Nothing more ennobles and refines the mind than an unabating love of God, the stronger the better, so it be manly and decent, operating by a reverential dependence upon his protection, a full confidence in his mercy, and a perfect acquiescence in the dis

pensations of his Providence, as believing them to terminate ultimately in our good; but as this affection is overstrained by enthusiasts and devotees in a language unsuitable to it, when they talk of the soul pouring forth in pious breathings and transports, with their dear Lord, and sweet Jesus, they leave nothing noble nor heavenly in it; but court the Almighty in the same sentiments they would court a mistress, and mingle their own passions, those too not of the purest kind, in their idea of the most holy.

It is requisite that wickedness should be represented as odious to him, and the persons immersed in it as living at enmity against him, because this may raise a horror of it in ourselves, and preserve us against catching the contagion from those who are deeply infected with it; but when this notion carries men to hate and detest, to vex and destroy one another for his sake, it is making him vindictive, rancorous, and cruel, and fastening a moral impurity upon him which any good man would be ashamed of. Thus there is a caution to be used in the management of the very topics employed to bring men into a holiness of temper; for, with a very little indiscretion, they may be made like other best things, which when corrupted become the worst.

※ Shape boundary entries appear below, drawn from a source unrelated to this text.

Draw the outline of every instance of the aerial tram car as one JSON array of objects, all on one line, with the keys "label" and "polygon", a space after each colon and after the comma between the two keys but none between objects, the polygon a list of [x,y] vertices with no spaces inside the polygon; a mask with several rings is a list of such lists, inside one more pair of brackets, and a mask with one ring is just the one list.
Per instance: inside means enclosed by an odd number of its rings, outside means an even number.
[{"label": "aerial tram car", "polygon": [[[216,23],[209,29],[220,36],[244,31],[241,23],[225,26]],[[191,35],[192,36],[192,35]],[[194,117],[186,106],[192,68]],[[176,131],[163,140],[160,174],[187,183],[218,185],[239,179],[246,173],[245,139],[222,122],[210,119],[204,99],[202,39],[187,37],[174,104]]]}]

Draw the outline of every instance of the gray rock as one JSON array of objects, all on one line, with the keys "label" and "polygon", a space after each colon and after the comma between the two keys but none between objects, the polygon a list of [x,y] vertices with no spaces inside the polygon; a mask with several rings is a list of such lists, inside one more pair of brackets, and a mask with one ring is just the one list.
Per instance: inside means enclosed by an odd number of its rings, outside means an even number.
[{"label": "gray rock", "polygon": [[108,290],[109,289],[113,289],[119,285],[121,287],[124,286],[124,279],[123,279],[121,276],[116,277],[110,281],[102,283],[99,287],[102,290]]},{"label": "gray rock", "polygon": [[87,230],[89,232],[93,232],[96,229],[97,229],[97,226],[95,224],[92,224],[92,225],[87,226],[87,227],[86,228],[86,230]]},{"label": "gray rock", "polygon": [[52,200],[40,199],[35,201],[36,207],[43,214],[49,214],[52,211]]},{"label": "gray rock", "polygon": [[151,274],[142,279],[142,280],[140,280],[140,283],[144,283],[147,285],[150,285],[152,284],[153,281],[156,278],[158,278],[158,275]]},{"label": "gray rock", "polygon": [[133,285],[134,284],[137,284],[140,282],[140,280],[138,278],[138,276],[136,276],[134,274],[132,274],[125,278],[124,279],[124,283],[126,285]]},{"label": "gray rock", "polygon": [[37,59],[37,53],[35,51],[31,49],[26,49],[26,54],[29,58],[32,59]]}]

5. For as we have remarked several times before, our ideas of the Divine character are all taken from archetypes found in our own, because we have none others wherefrom to describe anything conceivable to our imagination. Hence it follows that our materials being defective, we can carry on the resemblance but a little way, without changing them, and employing new ones, oftentimes of a directly opposite color, which being taken notice of by the unwary, who do not observe the necessity and occasion of it, involves them in perplexities and contradictions.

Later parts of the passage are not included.